The present disclosure describes the provision of RT-PCR capability through the utilization of printed circuit board technology. Miniaturization of the functional components (liquid container, heater, cooler; optics) used for RT-PCR supports field environment testing, especially if those components can be provided at low cost. Fabrication of the central components—a fluid container and heater—with the techniques developed for printed circuit boards allows for a low cost RT-PCR/PCR cartridge. Embodiments of the present invention comprise a chamber formed within a printed circuit board which is configured to receive an aqueous fluid containing the sample to be analyzed. A heater is also formed within or on the circuit board to heat the aqueous fluid through different temperature steps.
Printed circuit boards are formed by the sequential lamination of metal (copper) coated polymer layers. For rigid boards, materials such as FR4 (epoxy-impregnated fiberglass) are typical. For flexible boards, polyimide-based films are the most common. After each layer is bonded to the board, patterns (traces) are defined with photolithography; the unwanted copper is then etched away. Thus, by sequential bonding and photolithography/etch processes; boards with complex, multilayer patterns may be formed. Connections between layers (vias) are typically formed by drilling holes either through the board, or through selected layers, and then plating the interior of the resulting hole with copper.
To create a printed circuit board with combined electrical and fluidic functionality, a board is designed with certain elements designated for fluidic use.
To preserve the functionality of the electrical portions of the circuit board, the etch process must be selective. This can be accomplished by physically masking the electrical portions of the board (photoresist, dry film resist, and plastic laminate) before etching.

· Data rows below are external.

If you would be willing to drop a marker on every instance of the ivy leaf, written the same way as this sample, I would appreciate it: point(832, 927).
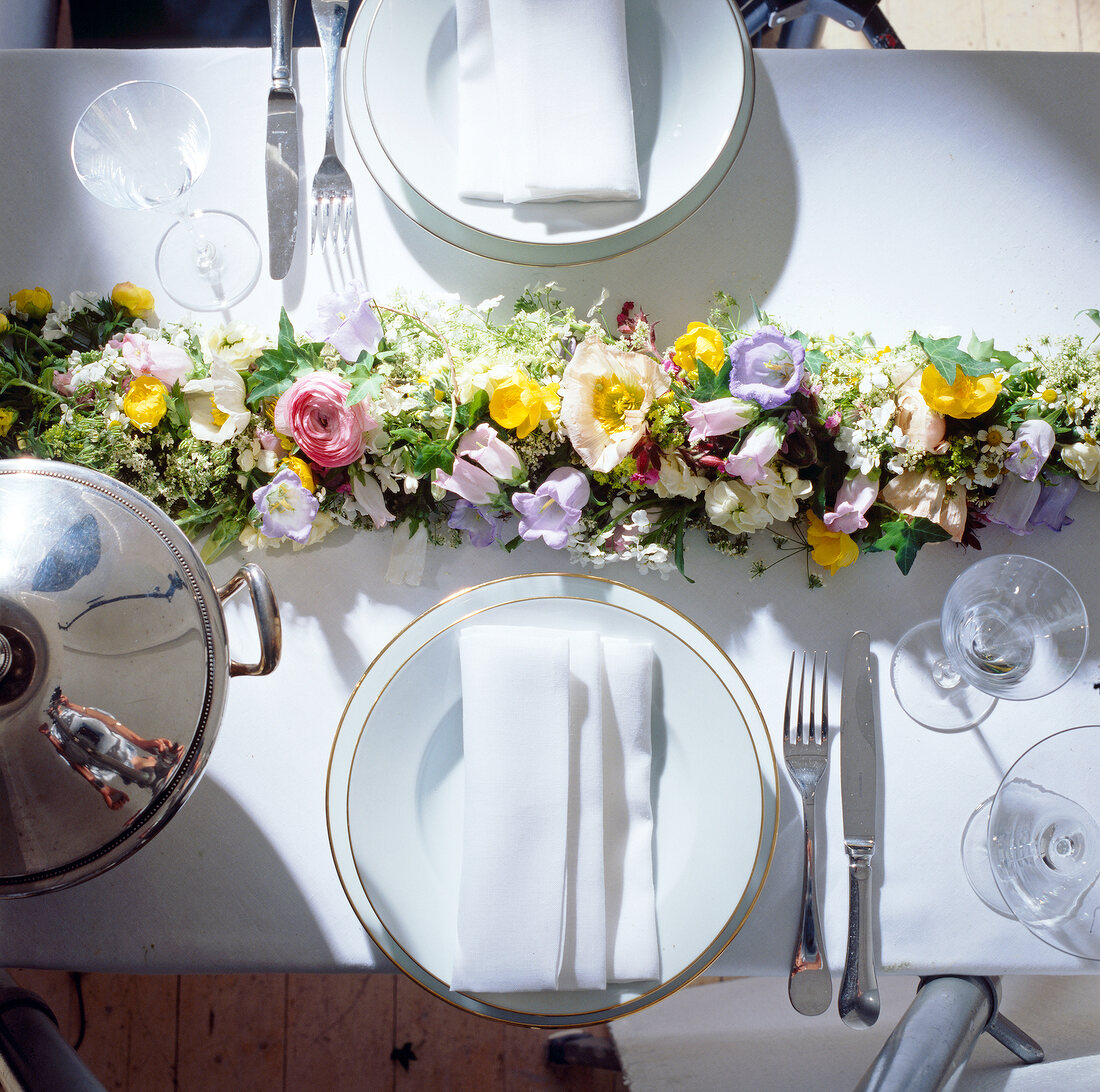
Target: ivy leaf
point(947, 356)
point(711, 385)
point(980, 350)
point(905, 538)
point(432, 455)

A heater may be implemented in an electrical layer 130 of a PCB by using a long copper trace folded in a serpentine path as a resistor.
The temperature profile created by the heater 131 may also be smoothed by the addition of a second copper layer placed between the resistor and chamber.
Temperature within the fluidic chamber may be controlled by controlling the current applied to the embedded resistor. Since the resistivity of copper changes with temperature (about 7 ppm/° K), a resistance measurement of the heater resistor, calibrated for the thermal coupling between the chamber and heater, allows for the indirect electrical measurement and control of the chamber temperature. Alternatively, an external measurement of the fluidic chamber's temperature may be made by optically (via infrared thermometer) or by the attachment of a thermocouple. An analog feedback loop may then be used to stabilize the temperature of the chamber. The temperature may be controlled electronically in conjunction with a temperature sense—current control feedback loop to force the fluidic chamber through a series of temperature cycles.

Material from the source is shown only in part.